The Bank of Portugal (BdP) updated its economic projections for the national economy on Tuesday, which indicate an upward revision of the Gross Domestic Product (GDP) growth forecast for 2025 to 1.9%, partly driven by private consumption due to the reduction in IRS.
In its October Economic Bulletin, the central bank predicts GDP will rise by 1.9% in 2025 compared to 2024, whereas the previous forecast in June suggested a 1.6% increase. However, this variation remains below the 2.3% prediction made by BdP in March this year.
For the next two years, the central bank’s projections remain unchanged. Growth is expected to be 2.2% in 2026 and 1.7% in 2027, maintaining the pace anticipated in the previous bulletin.
“The 0.3 percentage point revision of GDP growth for 2025 reflects the incorporation of the latest national accounts data and higher growth projected for the second semester,” the central bank explains, adding that the release of annual national accounts revealed “higher GDP growth in 2023 and 2024 (0.5 and 0.2 percentage points, respectively).”
The revisions, it details, “reflect a greater contribution from domestic demand,” due to “upward revisions in the contributions of private consumption, public consumption, and investment” in 2023 and “a greater contribution from investment” in 2024.
Simultaneously, “the quarter-on-quarter GDP variation for the first quarter was also revised upwards by INE, and the second quarter’s growth surpassed the projection in the June Economic Bulletin (0.2 and 0.3 percentage points, respectively),” says the BdP.
Two measures expected to boost consumption
According to the central bank, two measures are expected to boost consumption: the reduction in IRS approved by parliament in July, felt in wages of workers and pensioners from August, and the extraordinary supplement to pensioners in September.
In the bulletin, the BdP refers to these two factors. “New budgetary measures were taken with a positive impact on household disposable income in 2025, namely a new IRS reduction, with retroactive effects to the beginning of the year, and an extraordinary supplement for lower pensions,” it notes, recalling that “similar to what happened in 2024, the update of withholding tax tables to reflect IRS changes introduces volatility in the quarterly profile of disposable income, with effects extending into 2026.”
From 2025 to 2027, Portugal is expected to grow above the euro area’s average (2% against 1.2% in the monetary zone). The GDP per worker is 0.9%, compared to 0.6% in the euro area, forecasts the central bank.

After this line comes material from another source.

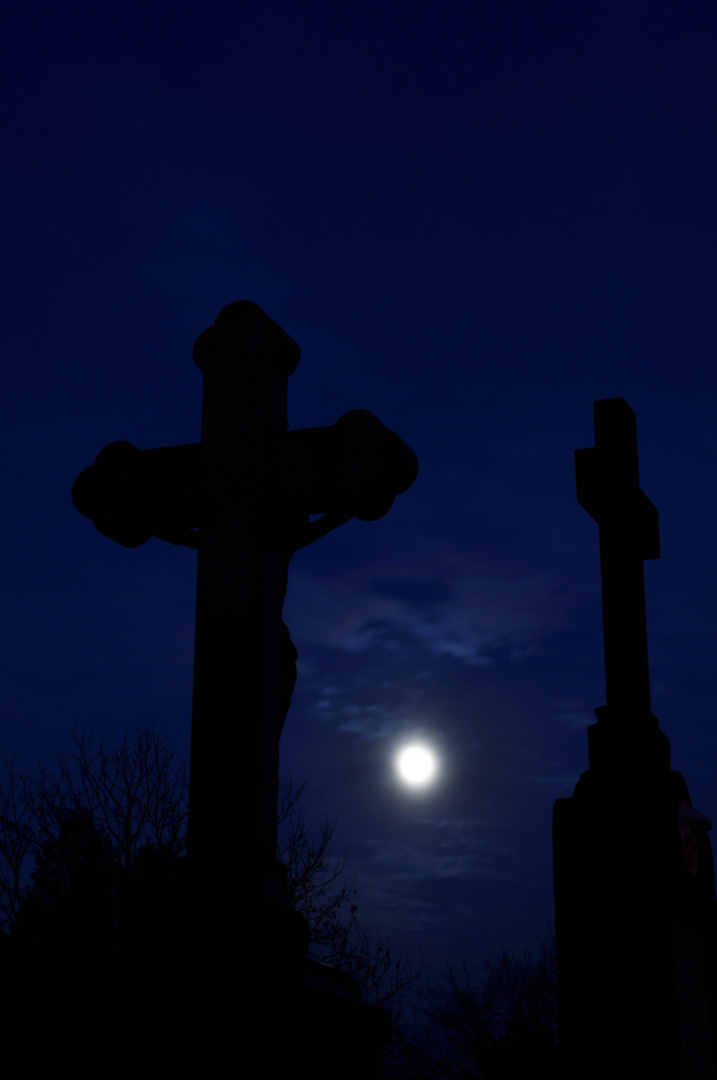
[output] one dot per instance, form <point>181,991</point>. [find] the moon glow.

Should the 1.9% variation be confirmed, the GDP growth level will still be below the figure predicted by the Government of Luís Montenegro (PSD/CDS-PP) in the State Budget for 2025, which was 2.1%. On September 11, the Minister of Finance, Joaquim Miranda Sarmento, acknowledged that the pace “is below the Government’s target, ambition,” although the performance continues to surpass that of the euro area.
In the BdP forecasts, private consumption this year, instead of varying by 2.2%, is expected to grow by 3.3%.
For public consumption, the central bank projects a variation of 1.6%, also better than the 1.1% forecast in June.
And in the labor market?
The Bank of Portugal (BdP) points to a slowdown in the employment level in the country and a stabilization in the unemployment level until 2027.
In the Economic Bulletin, the central bank predicts that after a 0.7% variation in 2024, employment will grow by 1.8% this year, followed by a slowdown, with variation reducing to 0.9% in 2026 and 0.5% in 2027.
“An employment slowdown and stabilization of the unemployment rate at low values is projected,” summarizes the BdP, noting that after an average growth of 1.3% in 2023 and 2024 and a progression of 1.9% in the first half of 2025, “employment should continue to register increases in the projection horizon, albeit gradually smaller.”
Regarding unemployment, the BdP estimates the rate will decrease from 6.4% in 2024 to 6.2% in 2025, then rise to 6.3% in the following year and remain at the same percentage in 2027.